As we go into communion, remember that this is a celebration of our union with Christ and with all His people.  Those who eat and drink Christ at His table are Our People—wherever they may be in the world.

[Communion Observance]

Charge

We worship in heaven, and we are unified with those who join us there in worship—including those believers in other nations, and those who died long before us.  This unity surpasses any earthly tie, including ties of where you were born—or when.

The saints of every age and place are Our People, and we should hear the voices of those who have gone before us.  They are sinners, and they can be wrong.  But so can we, and so we listen to their wise counsel, and—as always—measure everything by Scripture.  We cannot be revolutionaries, because we belong to a long line of people from whom we cannot separate, even though we may want to.  “Behold, I make all things new” is not something that we are allowed to say—and it doesn’t work anyhow.

If we cannot remake our church, or our society, or our world at a stroke, through revolution, then what are we to do?

In Eden, the river that flows from the sanctuary waters the world.  In the New Jerusalem, the river flows from under the throne of God, and the leaves of the trees beside it are for the healing of the nations.  In between, Jesus says “He who believes in Me, as the Scriptures have said, out of his belly will flow rivers of living water.”

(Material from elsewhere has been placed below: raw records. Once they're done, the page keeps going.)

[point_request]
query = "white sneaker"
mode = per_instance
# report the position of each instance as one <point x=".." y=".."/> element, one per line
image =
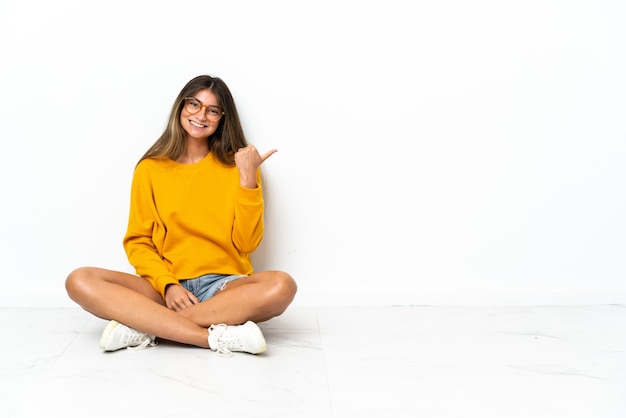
<point x="116" y="336"/>
<point x="228" y="338"/>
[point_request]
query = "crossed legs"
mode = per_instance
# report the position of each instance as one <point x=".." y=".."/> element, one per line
<point x="132" y="301"/>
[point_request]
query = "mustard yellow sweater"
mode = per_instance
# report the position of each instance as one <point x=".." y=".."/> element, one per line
<point x="187" y="220"/>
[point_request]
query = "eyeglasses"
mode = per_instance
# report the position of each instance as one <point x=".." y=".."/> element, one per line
<point x="193" y="106"/>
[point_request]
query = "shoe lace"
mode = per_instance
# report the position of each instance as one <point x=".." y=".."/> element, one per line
<point x="146" y="340"/>
<point x="224" y="341"/>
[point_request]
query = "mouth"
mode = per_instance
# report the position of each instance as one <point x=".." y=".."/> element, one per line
<point x="196" y="124"/>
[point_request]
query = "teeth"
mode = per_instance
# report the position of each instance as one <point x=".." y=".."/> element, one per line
<point x="197" y="125"/>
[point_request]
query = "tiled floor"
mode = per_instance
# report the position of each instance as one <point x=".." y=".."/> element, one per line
<point x="419" y="361"/>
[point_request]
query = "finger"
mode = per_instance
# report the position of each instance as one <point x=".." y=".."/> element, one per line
<point x="193" y="298"/>
<point x="268" y="154"/>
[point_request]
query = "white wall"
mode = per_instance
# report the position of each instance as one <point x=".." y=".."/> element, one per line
<point x="429" y="151"/>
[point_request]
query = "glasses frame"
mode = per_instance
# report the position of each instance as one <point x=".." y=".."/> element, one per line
<point x="207" y="107"/>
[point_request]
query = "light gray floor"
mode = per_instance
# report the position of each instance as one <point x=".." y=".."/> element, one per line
<point x="330" y="362"/>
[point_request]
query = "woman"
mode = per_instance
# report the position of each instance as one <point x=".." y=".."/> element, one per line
<point x="196" y="215"/>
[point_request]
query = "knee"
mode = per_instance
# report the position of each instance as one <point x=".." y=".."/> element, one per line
<point x="77" y="282"/>
<point x="284" y="287"/>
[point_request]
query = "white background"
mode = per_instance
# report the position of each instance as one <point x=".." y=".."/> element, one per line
<point x="430" y="152"/>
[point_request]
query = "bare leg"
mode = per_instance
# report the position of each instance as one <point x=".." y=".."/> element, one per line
<point x="132" y="301"/>
<point x="256" y="298"/>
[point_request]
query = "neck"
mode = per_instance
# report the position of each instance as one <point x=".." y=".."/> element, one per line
<point x="194" y="151"/>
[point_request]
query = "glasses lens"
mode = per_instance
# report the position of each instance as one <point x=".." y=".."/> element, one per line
<point x="213" y="113"/>
<point x="192" y="105"/>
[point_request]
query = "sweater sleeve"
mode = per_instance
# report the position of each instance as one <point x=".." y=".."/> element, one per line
<point x="248" y="227"/>
<point x="146" y="233"/>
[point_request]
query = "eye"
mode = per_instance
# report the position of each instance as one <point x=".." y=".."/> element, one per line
<point x="193" y="103"/>
<point x="214" y="111"/>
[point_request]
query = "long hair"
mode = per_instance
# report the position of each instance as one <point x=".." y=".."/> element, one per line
<point x="224" y="142"/>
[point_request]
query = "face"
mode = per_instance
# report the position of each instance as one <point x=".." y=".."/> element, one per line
<point x="197" y="125"/>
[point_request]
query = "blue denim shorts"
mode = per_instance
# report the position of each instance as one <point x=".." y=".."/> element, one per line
<point x="205" y="287"/>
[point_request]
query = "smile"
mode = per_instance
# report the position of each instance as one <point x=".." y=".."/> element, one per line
<point x="197" y="125"/>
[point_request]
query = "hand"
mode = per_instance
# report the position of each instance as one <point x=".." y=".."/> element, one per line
<point x="248" y="160"/>
<point x="178" y="298"/>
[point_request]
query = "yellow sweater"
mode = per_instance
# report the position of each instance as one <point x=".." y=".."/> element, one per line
<point x="187" y="220"/>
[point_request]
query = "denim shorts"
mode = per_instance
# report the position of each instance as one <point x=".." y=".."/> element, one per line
<point x="205" y="287"/>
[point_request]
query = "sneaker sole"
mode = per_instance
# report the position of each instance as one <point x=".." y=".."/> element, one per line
<point x="262" y="346"/>
<point x="106" y="333"/>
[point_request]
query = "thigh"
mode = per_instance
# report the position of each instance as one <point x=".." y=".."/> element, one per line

The life of the world flows from God through the sanctuary, through our worship; this is our first and most powerful agent of cultural change.  Worship is a weapon by which we may battle God’s enemies and serve the people of the World at the same time.  When we resort to carnal weapons, there is always collateral damage, but worship harms no one except those who insist on remaining enemies of God.

The charge therefore is this: Every change in your life, every difficulty, every new situation, should come first into your worship.  Praise God, thank Him, ask for what you need.  Situate your life in God-honoring heavenly worship before the throne of Grace.  Then, having done that, pray that God’s will be done on earth as it is in heaven—and watch as God answers your prayers.